Hence, Introduction to the Health Professions was born—
a class that combines information and imagination, learning and planning.
The success of the class begins with its distinctive format, as Knott explains:
“I thought that a fun way to get across a lot of information would be an extended case study. A guy is in a car accident; what happens next? The first health care provider he needs is a paramedic. Then, the questions: What does a paramedic do? Where do you go to school to become one? How long does it take? How much does a paramedic earn? What are the working conditions? Once our patient gets to the hospital, he interacts with all the other health care professionals and the same questions get asked and answered. Practicing clinicians visit the class and give students the ‘real story’ about each career, from job outlooks to at-work challenges and satisfactions.”
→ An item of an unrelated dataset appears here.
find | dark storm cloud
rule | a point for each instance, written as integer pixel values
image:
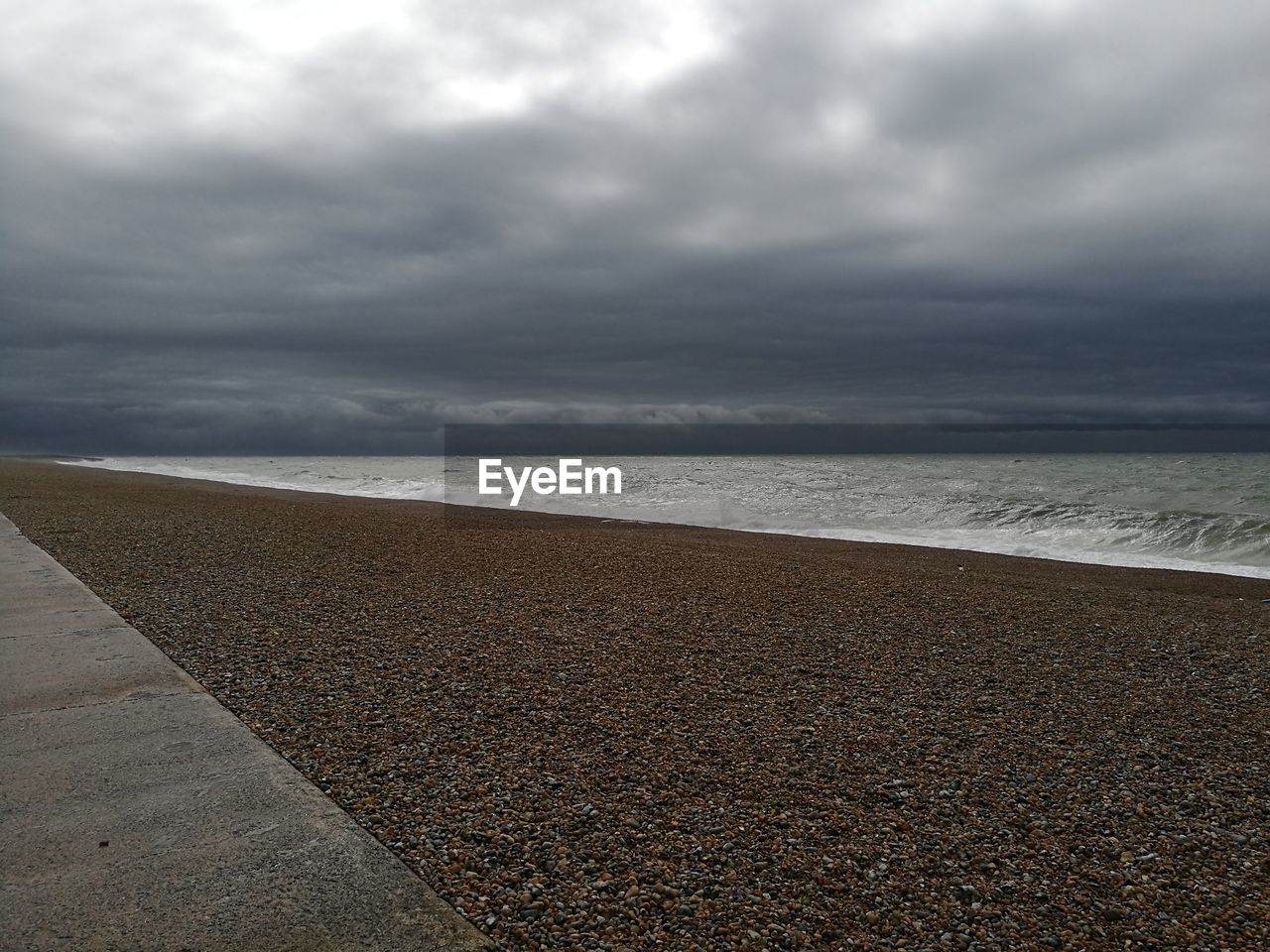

Three class assignments help the students move from idea to action.
First, an “interest finder test” matches students with one or more professions based on their personalities.
“The test opens up a student’s understanding of what’s possible, which is of great value even for those who think they already know what they want to do after they graduate,” Knott says. “I’ve had students say, ‘the test matched me with two jobs I never even thought of, so maybe I should I take a closer look at those, too.’ That expanded perspective is what the test—
and the class—
is all about.”
Second, the students interview working professionals.
“They gain a lot of understanding by talking to a person doing an actual job,” Knott says. “Often, the clinicians will let students shadow them for a day, which is a great learning experience.”
When Bilal Ahmed (BS ’14) took the class, he already knew he wanted to work in administration, but before making a commitment, he wanted some perspective:
“It was great finding out what it takes to pursue each career path, and the guest speakers gave us fresh insights. Even more important, Dr. Knott introduced me to some big players in my field, and those connections helped shaped my decision making.” Ahmed is now working on an MS in health care administration at Ohio State University.
Third, the students draw a road map, defining the way they’ll get from where they are to where they want to be. What classes should they take? When should they take them? What GPA is required for graduate school? Where can they get some working experience?
“Going through the planning process helps the students, even if they change their professional ambitions down the road,” Knott says. “Either way, they know what they have to do to become what they want to be.”
Yui Okamura (BS ’14) took the class to improve her chances of getting into a graduate program to become a physician assistant. “The class exceeded my expectations,” she says. “Dr. Knott kept me on track, making sure I was doing the right things to become a better candidate for grad school and helping me through the admissions process—
he was really there for us, during and after class.”
“I like helping the students succeed,” Knott says. “It’s very rewarding.”